Les Français à Dortmund en 1924, crédits photo: Bundesarchiv.
Pourquoi les alliés?
Comment les alliés s’y trouvèrent projetés ? Avant tout pour éviter une guerre dans une Europe très meurtrie (nous sommes en 1919). Pour désamorcer la crise qui point entre les deux pays, il est donc prévu d’envoyer une « force d’occupation pacifique » pour trouver une solution sur place. En attendant, la possession reste à l’Allemagne. Il n’est pas prévu que les Alliés puissent changer les lois locales, pour ne pas paraître trop intrusifs. En fait, le commandant des troupes françaises, le général Lerond profita d’une faille dans ses instructions pour pouvoir agir à sa guise. Les Américains, qui auraient dû faire partie de l’opération, ne sont finalement pas présents, étant donné qu’ils ont refusé le traité de Versailles. Il est important de savoir que les Français ont tout d’abord tenté de faire accepter le rattachement pur et simple de la Haute-Silésie à la Pologne. Lloyd George et Wilson (respectivement premier ministre de la Grande-Bretagne et président des Etats-Unis) n’ont pas voulu en entendre parler, refusant de créer une nouvelle Alsace-Lorraine au cœur de l’Europe. Clemenceau dut donc accepter l’idée de plébiscite, croyant (comme la majorité des Français), que la province allait nécessairement voter en masse le rattachement à la Pologne… Car enfin, qui voudrait vivre un instant de plus sous la botte allemande ? Berlin a donc tenté de jouer la carte de Londres contre Paris, elle, appuyant Varsovie et faire s’empoigner les deux alliés… On le voit, sitôt la guerre finie, les jeux d’influences entre pays reprennent de plus belle.
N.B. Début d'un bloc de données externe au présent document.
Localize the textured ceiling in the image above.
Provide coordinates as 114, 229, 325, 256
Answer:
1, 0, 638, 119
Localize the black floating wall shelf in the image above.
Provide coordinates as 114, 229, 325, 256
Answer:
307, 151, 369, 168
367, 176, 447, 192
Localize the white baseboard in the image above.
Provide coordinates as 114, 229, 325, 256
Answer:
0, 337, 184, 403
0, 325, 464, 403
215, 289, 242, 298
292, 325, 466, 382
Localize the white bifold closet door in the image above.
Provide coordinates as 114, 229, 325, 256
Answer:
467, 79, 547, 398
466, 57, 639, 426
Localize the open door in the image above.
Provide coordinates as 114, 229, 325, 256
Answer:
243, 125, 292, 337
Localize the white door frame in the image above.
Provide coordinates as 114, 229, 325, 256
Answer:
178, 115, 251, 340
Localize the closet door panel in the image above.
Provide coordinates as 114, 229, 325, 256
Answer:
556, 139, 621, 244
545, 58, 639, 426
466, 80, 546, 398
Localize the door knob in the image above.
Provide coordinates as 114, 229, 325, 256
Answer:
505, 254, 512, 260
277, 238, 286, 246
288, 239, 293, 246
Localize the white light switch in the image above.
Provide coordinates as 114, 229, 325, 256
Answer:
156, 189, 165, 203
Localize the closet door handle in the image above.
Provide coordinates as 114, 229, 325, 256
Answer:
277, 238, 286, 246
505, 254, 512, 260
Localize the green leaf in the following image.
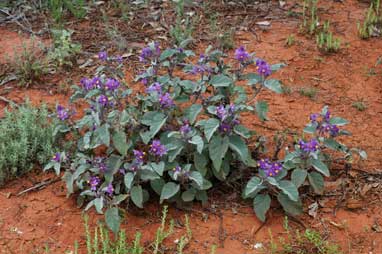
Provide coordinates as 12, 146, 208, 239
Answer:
97, 124, 110, 146
255, 101, 268, 121
271, 63, 286, 72
291, 169, 307, 188
189, 171, 204, 188
253, 194, 271, 222
182, 188, 196, 202
228, 135, 250, 163
329, 117, 348, 126
200, 118, 220, 142
244, 176, 262, 197
159, 49, 177, 61
160, 182, 180, 203
278, 180, 299, 202
209, 135, 229, 171
184, 104, 202, 124
210, 74, 232, 87
150, 178, 165, 195
233, 125, 252, 139
94, 197, 104, 214
140, 112, 167, 144
131, 185, 143, 208
105, 207, 121, 234
308, 172, 325, 194
264, 79, 283, 93
194, 152, 208, 176
277, 193, 303, 216
311, 158, 330, 177
189, 135, 204, 154
124, 172, 135, 190
112, 130, 128, 155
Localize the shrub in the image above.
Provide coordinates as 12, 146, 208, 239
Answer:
45, 42, 365, 232
0, 102, 57, 186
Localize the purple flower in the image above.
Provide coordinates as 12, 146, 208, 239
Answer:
133, 150, 145, 164
89, 176, 100, 191
256, 59, 271, 77
258, 159, 282, 177
298, 139, 319, 153
180, 123, 192, 136
150, 140, 167, 157
146, 82, 162, 93
310, 113, 319, 123
159, 93, 174, 108
92, 77, 103, 89
98, 51, 108, 61
80, 78, 94, 90
52, 152, 61, 162
219, 122, 232, 134
105, 78, 120, 91
56, 105, 69, 121
216, 105, 227, 120
116, 55, 123, 64
105, 183, 114, 196
98, 95, 109, 106
234, 46, 250, 62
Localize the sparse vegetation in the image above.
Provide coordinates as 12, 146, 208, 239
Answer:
316, 21, 341, 53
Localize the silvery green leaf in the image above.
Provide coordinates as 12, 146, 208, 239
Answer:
278, 180, 299, 202
189, 135, 204, 154
277, 193, 302, 216
189, 171, 204, 188
253, 194, 271, 222
112, 130, 128, 155
131, 185, 143, 208
209, 135, 229, 171
160, 182, 180, 203
255, 101, 268, 121
264, 79, 283, 93
291, 169, 307, 188
181, 188, 197, 202
311, 158, 330, 177
105, 207, 121, 234
210, 74, 232, 87
228, 135, 250, 163
244, 176, 262, 197
329, 117, 348, 126
124, 172, 135, 190
308, 172, 325, 194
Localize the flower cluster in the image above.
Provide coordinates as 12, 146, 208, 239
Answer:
150, 140, 167, 157
310, 110, 340, 137
216, 104, 239, 134
298, 139, 319, 153
258, 159, 283, 177
56, 105, 70, 121
234, 46, 251, 62
139, 42, 160, 62
256, 59, 271, 77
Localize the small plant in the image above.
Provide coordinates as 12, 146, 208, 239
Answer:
301, 0, 319, 34
0, 101, 58, 186
46, 0, 87, 25
316, 21, 341, 53
352, 100, 367, 111
285, 34, 295, 47
299, 87, 318, 99
170, 0, 195, 45
12, 39, 49, 87
267, 217, 342, 254
48, 29, 81, 68
357, 0, 382, 39
81, 214, 144, 254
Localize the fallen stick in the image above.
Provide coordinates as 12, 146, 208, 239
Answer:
16, 178, 61, 196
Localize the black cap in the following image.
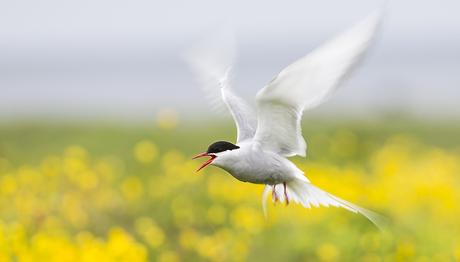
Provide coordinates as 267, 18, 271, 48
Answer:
207, 141, 240, 154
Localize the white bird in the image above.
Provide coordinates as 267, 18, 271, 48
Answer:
188, 11, 385, 229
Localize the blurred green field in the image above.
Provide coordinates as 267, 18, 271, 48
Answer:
1, 117, 460, 261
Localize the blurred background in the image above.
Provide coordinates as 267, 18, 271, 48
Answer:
1, 0, 460, 261
1, 0, 459, 119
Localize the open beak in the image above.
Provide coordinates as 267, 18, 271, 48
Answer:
192, 152, 217, 172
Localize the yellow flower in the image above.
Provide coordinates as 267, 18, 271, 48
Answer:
161, 150, 184, 174
0, 174, 17, 195
196, 236, 219, 260
134, 217, 165, 248
316, 243, 339, 262
106, 227, 148, 261
61, 193, 88, 228
454, 244, 460, 261
40, 156, 61, 177
77, 170, 99, 191
134, 140, 158, 164
395, 242, 416, 261
230, 206, 263, 234
121, 176, 144, 201
179, 229, 199, 250
94, 158, 119, 182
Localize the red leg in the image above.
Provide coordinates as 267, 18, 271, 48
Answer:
283, 182, 289, 205
272, 185, 279, 203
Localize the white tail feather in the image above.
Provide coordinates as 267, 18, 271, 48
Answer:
262, 179, 387, 230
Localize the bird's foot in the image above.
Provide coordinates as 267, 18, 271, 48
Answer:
283, 182, 289, 205
272, 185, 279, 204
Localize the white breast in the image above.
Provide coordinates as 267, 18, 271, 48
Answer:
211, 142, 303, 185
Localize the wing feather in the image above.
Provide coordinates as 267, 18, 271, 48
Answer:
254, 11, 382, 156
186, 30, 257, 142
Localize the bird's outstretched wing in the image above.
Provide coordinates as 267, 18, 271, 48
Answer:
186, 30, 257, 143
253, 11, 382, 157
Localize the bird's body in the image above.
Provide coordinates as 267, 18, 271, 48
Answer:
188, 10, 386, 229
212, 141, 303, 185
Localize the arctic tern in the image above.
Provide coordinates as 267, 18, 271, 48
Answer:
188, 11, 385, 229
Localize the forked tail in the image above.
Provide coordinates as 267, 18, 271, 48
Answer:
262, 179, 386, 230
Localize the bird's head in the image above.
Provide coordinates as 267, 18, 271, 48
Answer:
192, 141, 240, 172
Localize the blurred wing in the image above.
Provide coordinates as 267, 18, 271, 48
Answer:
220, 78, 257, 142
185, 30, 257, 142
254, 11, 382, 157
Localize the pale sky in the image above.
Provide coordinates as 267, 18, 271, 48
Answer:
0, 0, 459, 119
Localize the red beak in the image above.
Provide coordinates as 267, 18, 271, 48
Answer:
192, 152, 217, 172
La Silésie à l’heure actuelle. Crédits photos: wikipedia.
Les Français en Silésie:
La France a alors une mission militaire en Pologne (guerre contre Moscou bolchevique oblige), qui croît en importance et participe au « miracle de la Vistule » (l’arrêt des soviétiques aux portes de Varsovie). A noter que de Gaulle en faisait partie… La solidarité est donc, à cet instant, très forte forte entre les deux pays. Les troupes envoyées sur place sont accompagnées de civils, devant former l’armature de ministères à l’échelle locale. Ces départements sont au nombre de sept, 4 sont dirigés par les Français, deux par les Britanniques et un par les Italiens (l’écrivain Curzio Malaparte fait alors un tour en Pologne). Il ne s’agit pas de se substituer à l’administration allemande, mais seulement de la contrôler. Les fonctionnaires impériaux sont donc conservés, ce qui, on s’en doute, posa des difficultés.
Les soldats français de la 46e division d’infanterie (des chasseurs) désignés pour se rendre en Silésie viennent de sortir de la Première Guerre mondiale. Ils gardent alors des prisonniers allemands dans l’est de la France, où ceux-ci, dans un quasi travail forcé, participent à la reconstruction. Et voilà qu’on leur demande de partir en Silésie pour s’interposer entre Allemands et Polonais, en gardant à l’esprit un souci d’équité, de neutralité! On s’en doute, ce n’est pas forcément facile d’aller aider « les boches » dans un tel climat, une telle actualité encore brûlante… De plus, cette opération ne peut être totalement dégagée des relations diplomatiques, d’une part entre Paris et Londres, et d’autre part entre Berlin et Varsovie. Nous y reviendrons. Rome, qui participe à l’opération, et Prague sont aussi intéressées, la seconde car elle lorgne sur Teschen, ville et sa région disputées… et qu’elle ravit finalement aux Polonais (qui la récupèrent un temps en 1938)…
Source: conférence donnée par le Lieutenant-Colonel Rémy Porte, qui a fait son habilitation à diriger les recherches sur la question. Il est un des rares à avoir parlé de cette opération, profitez-en, donc!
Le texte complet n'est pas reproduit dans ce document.